There was a competition to cross the English channel doing only the breaststroke, and the three women who entered the race were a brunette, a redhead and a blonde.
After approximately 14 hours, the brunette staggered up on the shore and was declared the fastest. About 40 minutes later, the redhead crawled up on the shore and was declared the second place finisher.
Nearly 4 hours after that, the blonde finally came ashore and promptly collapsed in front of the worried onlookers.
When the reporters asked why it took her so long to complete the race, she replied, ”I don’t want to sound like I’m a sore loser, but I think those two other girls were using their arms...”
A guy walks into a pub and sees a sign hanging over the bar-
Cheese Sandwich: Ł1. 50
Chicken Sandwich: Ł2. 50
Hand Job: Ł10. 00
Checking his wallet for the necessary payment, he walks up to the bar and beckons to one of the three exceptionally attractive blondes serving drinks to an eager-looking group of men.
”Yes?” she enquires with a knowing smile, ”can I help you?”
”I was wondering”, whispers the man, ”Are you the one who gives the hand-jobs?”
”Yes”, she purrs, ”I am.”
The man replies ”Well wash your bloody hands, I want a cheese sandwich!”

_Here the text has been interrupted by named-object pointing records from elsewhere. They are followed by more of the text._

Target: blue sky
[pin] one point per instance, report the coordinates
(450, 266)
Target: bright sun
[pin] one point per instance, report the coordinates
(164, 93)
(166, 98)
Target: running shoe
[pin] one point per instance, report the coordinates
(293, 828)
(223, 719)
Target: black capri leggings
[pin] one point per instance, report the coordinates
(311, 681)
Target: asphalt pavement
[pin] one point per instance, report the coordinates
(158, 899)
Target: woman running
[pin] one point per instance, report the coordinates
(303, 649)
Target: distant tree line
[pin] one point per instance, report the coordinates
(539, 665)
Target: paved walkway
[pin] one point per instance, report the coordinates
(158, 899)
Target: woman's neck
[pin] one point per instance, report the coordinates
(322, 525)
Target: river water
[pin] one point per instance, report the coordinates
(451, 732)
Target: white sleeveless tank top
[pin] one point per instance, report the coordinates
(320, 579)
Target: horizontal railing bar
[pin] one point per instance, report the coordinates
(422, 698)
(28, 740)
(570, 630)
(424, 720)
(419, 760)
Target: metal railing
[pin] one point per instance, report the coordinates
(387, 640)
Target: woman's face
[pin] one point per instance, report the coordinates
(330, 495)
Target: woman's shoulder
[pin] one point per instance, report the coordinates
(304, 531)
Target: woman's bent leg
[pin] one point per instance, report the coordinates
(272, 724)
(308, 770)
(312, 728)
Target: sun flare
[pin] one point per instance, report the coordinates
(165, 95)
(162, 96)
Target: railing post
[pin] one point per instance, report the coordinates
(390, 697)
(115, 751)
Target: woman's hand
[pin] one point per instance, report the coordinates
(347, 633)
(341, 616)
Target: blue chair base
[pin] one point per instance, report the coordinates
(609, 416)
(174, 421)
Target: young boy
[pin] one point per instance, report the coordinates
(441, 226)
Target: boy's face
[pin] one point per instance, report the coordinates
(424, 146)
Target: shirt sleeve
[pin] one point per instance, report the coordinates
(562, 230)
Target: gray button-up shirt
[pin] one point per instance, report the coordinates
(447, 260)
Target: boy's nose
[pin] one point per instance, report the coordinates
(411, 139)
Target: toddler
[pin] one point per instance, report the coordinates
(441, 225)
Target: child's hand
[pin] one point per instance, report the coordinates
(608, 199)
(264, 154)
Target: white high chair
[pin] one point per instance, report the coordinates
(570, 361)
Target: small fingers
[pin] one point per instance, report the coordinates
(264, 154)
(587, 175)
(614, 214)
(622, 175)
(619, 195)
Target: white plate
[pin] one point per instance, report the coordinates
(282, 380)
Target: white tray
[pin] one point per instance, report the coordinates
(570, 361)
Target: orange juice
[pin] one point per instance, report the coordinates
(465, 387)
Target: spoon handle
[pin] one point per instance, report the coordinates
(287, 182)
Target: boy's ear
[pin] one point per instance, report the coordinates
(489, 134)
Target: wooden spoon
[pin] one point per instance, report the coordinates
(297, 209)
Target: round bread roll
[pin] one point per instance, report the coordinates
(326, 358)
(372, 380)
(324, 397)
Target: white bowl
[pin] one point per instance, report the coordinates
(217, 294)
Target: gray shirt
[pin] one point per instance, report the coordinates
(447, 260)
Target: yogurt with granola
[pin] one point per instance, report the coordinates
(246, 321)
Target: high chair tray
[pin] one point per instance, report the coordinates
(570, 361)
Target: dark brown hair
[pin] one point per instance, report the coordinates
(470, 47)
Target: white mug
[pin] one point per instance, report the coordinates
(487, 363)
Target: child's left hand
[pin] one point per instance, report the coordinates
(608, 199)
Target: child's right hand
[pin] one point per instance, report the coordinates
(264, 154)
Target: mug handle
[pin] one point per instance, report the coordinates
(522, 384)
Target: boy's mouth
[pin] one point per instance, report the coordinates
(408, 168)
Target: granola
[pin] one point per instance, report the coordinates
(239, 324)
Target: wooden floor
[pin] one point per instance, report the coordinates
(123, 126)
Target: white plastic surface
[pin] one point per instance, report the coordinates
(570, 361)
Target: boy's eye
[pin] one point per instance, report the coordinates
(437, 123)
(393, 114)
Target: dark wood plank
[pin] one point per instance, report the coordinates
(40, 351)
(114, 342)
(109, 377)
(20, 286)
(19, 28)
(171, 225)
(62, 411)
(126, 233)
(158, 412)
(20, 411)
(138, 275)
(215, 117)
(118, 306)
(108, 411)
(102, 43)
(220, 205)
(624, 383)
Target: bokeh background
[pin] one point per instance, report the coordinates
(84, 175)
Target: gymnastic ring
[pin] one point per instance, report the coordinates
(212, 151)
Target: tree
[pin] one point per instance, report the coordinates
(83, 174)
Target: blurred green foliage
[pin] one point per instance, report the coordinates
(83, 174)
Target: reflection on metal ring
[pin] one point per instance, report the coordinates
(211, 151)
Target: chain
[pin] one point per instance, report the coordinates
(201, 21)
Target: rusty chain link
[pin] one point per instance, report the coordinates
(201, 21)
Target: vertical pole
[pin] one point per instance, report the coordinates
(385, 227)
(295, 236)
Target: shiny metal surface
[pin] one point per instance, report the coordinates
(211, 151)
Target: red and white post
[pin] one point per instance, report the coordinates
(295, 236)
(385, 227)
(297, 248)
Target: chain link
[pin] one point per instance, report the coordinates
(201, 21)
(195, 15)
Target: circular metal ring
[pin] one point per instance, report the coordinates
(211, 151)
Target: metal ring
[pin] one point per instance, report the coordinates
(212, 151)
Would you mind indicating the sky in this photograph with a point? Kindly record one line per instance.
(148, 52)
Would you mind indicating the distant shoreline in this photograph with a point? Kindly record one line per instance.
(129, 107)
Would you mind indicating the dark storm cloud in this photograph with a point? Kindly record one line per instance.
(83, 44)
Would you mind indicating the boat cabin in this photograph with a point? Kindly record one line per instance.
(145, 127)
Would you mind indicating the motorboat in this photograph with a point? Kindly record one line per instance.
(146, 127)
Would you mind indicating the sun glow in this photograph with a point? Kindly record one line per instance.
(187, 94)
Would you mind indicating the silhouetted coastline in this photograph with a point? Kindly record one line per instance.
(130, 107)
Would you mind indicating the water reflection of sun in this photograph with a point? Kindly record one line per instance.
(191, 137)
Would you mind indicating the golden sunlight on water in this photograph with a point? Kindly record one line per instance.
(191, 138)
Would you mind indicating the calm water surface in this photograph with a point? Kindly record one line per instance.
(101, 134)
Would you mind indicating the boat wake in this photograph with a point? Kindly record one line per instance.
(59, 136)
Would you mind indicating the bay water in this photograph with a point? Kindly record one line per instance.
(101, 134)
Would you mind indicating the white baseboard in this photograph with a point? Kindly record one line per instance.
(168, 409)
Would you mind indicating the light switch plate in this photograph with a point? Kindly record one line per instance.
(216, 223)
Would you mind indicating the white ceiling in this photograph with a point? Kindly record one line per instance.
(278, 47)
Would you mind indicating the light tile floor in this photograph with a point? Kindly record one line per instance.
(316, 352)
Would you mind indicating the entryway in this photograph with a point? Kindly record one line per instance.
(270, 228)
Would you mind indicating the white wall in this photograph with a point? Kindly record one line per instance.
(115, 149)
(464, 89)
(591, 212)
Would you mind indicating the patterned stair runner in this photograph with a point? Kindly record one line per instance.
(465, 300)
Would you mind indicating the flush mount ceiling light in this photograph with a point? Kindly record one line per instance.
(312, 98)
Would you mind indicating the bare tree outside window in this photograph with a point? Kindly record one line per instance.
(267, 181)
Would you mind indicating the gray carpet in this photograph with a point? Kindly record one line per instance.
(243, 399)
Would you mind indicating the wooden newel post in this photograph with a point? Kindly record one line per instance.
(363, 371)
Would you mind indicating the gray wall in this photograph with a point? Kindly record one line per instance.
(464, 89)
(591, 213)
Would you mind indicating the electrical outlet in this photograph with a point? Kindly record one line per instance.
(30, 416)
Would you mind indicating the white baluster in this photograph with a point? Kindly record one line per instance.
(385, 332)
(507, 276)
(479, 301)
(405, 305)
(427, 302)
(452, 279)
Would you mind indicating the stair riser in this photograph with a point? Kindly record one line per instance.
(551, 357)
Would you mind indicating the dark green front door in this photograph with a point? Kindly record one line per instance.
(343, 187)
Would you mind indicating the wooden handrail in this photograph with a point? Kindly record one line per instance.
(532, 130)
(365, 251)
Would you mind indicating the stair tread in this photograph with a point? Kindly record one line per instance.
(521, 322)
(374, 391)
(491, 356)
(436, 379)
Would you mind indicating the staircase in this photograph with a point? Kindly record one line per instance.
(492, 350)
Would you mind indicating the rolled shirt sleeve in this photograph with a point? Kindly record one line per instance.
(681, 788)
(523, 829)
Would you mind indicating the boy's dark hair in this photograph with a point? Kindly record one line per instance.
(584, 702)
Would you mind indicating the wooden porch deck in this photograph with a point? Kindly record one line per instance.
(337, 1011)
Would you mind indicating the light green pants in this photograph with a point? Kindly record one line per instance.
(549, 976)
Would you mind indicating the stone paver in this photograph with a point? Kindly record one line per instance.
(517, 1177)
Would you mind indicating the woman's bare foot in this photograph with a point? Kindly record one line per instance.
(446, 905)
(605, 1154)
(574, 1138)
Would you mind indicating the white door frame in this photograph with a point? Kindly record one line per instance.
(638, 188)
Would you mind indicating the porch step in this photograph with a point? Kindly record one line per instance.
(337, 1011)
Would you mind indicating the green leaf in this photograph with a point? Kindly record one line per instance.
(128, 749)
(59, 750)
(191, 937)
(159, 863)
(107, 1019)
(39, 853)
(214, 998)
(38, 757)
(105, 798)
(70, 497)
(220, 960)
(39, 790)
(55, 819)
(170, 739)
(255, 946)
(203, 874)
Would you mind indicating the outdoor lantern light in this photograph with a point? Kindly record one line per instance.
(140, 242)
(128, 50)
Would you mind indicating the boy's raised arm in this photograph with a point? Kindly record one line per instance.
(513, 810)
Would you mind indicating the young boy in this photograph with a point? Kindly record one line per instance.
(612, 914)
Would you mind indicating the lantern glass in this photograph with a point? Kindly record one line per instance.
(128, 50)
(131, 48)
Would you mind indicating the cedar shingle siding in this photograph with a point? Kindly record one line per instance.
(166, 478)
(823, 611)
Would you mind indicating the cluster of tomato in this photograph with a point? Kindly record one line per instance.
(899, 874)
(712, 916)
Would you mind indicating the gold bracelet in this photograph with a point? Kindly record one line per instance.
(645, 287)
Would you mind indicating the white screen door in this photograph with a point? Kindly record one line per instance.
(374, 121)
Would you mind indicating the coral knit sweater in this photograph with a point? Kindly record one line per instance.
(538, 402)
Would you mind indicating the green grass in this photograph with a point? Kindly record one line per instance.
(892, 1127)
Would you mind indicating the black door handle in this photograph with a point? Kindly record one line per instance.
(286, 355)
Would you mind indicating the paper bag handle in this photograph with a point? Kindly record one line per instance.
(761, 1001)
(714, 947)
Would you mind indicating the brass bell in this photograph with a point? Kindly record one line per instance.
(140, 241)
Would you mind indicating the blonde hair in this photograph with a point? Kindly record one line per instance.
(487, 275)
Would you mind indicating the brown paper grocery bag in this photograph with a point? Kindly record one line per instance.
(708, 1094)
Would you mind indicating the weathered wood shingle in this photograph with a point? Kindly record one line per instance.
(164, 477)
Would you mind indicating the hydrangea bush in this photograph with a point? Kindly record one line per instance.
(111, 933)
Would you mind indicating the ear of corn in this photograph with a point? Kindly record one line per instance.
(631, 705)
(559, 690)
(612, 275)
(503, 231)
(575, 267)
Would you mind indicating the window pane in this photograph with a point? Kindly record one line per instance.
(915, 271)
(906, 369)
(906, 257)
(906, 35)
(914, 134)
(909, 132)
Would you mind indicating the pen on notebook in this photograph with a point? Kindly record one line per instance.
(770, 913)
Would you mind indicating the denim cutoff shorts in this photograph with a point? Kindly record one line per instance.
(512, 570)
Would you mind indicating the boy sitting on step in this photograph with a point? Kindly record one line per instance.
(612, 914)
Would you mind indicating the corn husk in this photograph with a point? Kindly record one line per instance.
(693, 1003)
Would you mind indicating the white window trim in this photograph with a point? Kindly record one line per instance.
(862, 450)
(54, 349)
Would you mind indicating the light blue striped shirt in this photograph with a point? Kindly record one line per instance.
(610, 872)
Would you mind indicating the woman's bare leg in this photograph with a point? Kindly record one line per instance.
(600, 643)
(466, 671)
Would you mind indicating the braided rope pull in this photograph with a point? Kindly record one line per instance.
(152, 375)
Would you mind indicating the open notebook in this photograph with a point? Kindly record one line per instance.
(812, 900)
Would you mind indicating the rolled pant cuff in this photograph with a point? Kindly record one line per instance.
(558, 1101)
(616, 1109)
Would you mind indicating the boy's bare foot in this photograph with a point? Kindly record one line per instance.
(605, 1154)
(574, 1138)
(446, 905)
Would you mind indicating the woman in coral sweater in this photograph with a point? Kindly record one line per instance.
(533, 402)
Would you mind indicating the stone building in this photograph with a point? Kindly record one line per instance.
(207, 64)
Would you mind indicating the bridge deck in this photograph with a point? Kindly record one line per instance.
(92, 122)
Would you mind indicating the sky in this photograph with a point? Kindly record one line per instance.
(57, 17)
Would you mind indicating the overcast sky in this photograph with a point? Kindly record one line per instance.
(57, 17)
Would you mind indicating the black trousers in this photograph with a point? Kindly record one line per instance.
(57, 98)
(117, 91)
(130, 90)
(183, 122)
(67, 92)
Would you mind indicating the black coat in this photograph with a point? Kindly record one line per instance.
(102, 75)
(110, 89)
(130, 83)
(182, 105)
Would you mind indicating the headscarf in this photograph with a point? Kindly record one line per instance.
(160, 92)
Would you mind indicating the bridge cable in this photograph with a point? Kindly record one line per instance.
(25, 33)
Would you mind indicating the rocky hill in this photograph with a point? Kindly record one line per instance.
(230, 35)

A young blonde was on vacation in the depths of Louisiana. She wanted a pair of genuine alligator shoes in the worst way, but was very reluctant to pay the high prices the local vendors were asking.
After becoming very frustrated with the ”no haggle” attitude of one of the shopkeepers, the blonde shouted, ”Maybe I’ll just go out and catch my own alligator so I can get a pair of shoes at a reasonable price!”
The shopkeeper said, ”By all means, be my guest. Maybe you’ll luck out and catch yourself a big one!”
Determined, the blonde turned and headed for the swamps, set on catching herself an alligator. Later in the day, the shopkeeper was driving home, when he spotted the young woman standing waist deep in the water, shotgun in hand.
Just then, he saw a huge 9-foot alligator swimming quickly toward her. She took aim, killed the creature, and with a great deal of effort hauled it on to the swamp bank. Lying nearby were several more of the dead creatures.
The shopkeeper watched in amazement. Just then the blonde flipped the alligator on its back, and frustrated, shouts out, ”Damn it, this one isn’t wearing any shoes either!”